The Wikipedia article on scalar curvature says that
If $X$ is a compact Kähler manifold of complex dimension 2 which is not rational or ruled, then $X$ (as a smooth 4-manifold) has no Riemannian metric with positive scalar curvature.
Question: Let $M$ be homeomorphic to $S^4$. Give $M$ some differentiable structure. Does $M$ always admit a metric of positive scalar curvature?
I am not familiar with complex geometry, so I don't know if $M$ satisfies the above conditions.
If we assume $M$ has the standard differentiable structure of $S^4$, then the standard metric of $S^4$ has positive scalar curvature. However, I would like to know if the answer to my question is true for purely topological reasons, i.e. without assuming a differentiable structure on $M$ a priori.
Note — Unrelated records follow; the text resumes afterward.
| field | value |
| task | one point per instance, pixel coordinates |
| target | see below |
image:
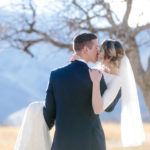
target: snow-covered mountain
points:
(24, 79)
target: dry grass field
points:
(8, 137)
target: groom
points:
(69, 101)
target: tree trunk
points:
(141, 77)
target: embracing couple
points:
(77, 94)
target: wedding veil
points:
(132, 132)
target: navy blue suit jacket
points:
(69, 105)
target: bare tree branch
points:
(127, 13)
(141, 28)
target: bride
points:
(115, 66)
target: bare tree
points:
(76, 16)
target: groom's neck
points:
(83, 58)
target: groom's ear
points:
(85, 50)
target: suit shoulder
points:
(60, 69)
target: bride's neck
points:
(111, 68)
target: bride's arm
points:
(100, 103)
(110, 95)
(97, 102)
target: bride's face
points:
(101, 57)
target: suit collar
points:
(81, 63)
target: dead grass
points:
(8, 137)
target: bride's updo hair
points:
(112, 50)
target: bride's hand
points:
(74, 57)
(95, 75)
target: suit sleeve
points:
(112, 95)
(49, 110)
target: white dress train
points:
(34, 133)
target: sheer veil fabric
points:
(132, 131)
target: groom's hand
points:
(95, 75)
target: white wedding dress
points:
(34, 133)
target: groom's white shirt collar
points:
(82, 60)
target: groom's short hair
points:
(81, 40)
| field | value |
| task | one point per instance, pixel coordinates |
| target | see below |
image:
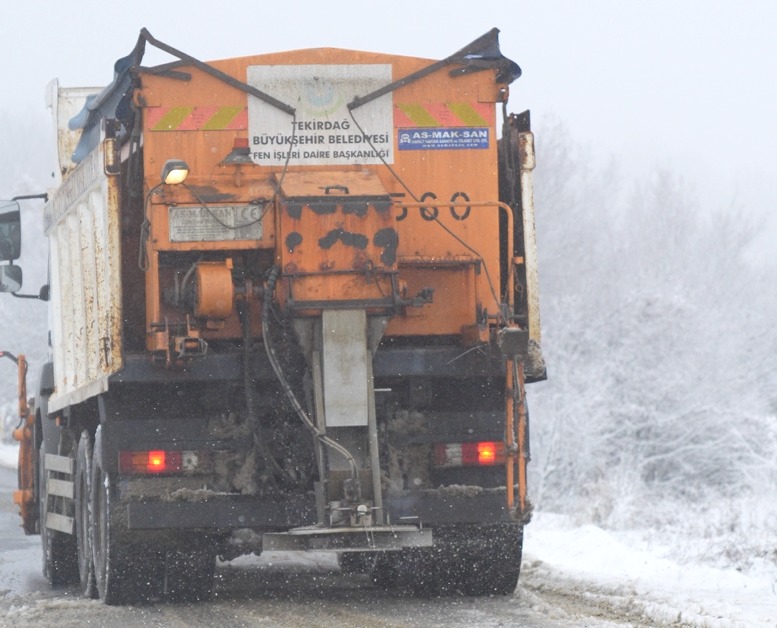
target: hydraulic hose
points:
(272, 280)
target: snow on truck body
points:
(321, 324)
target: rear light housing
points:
(477, 454)
(155, 462)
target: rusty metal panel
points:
(345, 367)
(81, 220)
(338, 236)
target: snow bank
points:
(629, 572)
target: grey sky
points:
(683, 84)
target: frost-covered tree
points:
(658, 340)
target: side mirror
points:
(10, 278)
(10, 231)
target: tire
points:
(125, 573)
(189, 574)
(83, 492)
(465, 560)
(60, 561)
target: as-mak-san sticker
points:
(442, 139)
(443, 126)
(322, 132)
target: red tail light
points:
(481, 454)
(149, 462)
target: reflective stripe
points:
(458, 114)
(196, 118)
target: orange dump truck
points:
(293, 306)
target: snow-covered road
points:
(572, 576)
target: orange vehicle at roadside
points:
(294, 306)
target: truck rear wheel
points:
(83, 515)
(124, 572)
(60, 565)
(465, 560)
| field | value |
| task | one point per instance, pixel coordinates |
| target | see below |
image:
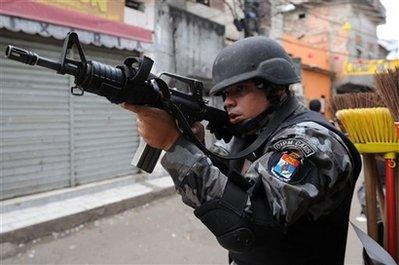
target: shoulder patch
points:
(286, 167)
(296, 144)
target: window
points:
(134, 4)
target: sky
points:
(390, 30)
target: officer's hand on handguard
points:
(156, 126)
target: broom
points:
(387, 84)
(388, 89)
(372, 130)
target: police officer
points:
(287, 202)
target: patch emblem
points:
(286, 167)
(297, 144)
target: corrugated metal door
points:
(50, 139)
(35, 125)
(105, 135)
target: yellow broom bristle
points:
(368, 125)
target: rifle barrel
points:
(31, 58)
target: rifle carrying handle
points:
(149, 158)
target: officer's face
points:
(244, 100)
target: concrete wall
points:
(185, 43)
(139, 18)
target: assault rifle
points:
(133, 83)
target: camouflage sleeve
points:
(193, 173)
(303, 170)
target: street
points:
(161, 232)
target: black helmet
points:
(254, 57)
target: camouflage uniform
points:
(323, 168)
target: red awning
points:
(46, 13)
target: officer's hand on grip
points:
(199, 131)
(156, 126)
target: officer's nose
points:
(229, 102)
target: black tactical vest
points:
(257, 239)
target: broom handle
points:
(391, 203)
(381, 199)
(397, 206)
(370, 178)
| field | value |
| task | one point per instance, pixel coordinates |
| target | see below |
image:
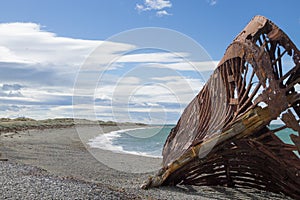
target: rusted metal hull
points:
(223, 136)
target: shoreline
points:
(61, 153)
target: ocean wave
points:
(105, 142)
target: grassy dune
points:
(21, 124)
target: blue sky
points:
(43, 44)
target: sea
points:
(148, 141)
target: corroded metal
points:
(224, 137)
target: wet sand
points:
(62, 155)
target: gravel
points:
(19, 181)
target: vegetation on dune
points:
(22, 123)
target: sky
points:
(100, 60)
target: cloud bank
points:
(39, 68)
(159, 6)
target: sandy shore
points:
(61, 155)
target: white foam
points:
(105, 142)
It is an open problem as to whether or not $S^4$ admits a non-standard smooth structure (such a smooth structure is called an exotic smooth structure). This problem is known as the four-dimensional smooth Poincaré conjecture.
No matter which smooth structure $S^4$ is endowed with, it cannot be given a Kähler complex structure as a compact Kähler manifold $M$ has $b_2(M) = \dim H^2(M) > 0$. In fact, no smooth $S^4$ (standard or exotic) can even admit an almost complex structure.
I don't know the answer to your actual question, but I wouldn't be surprised if it is open.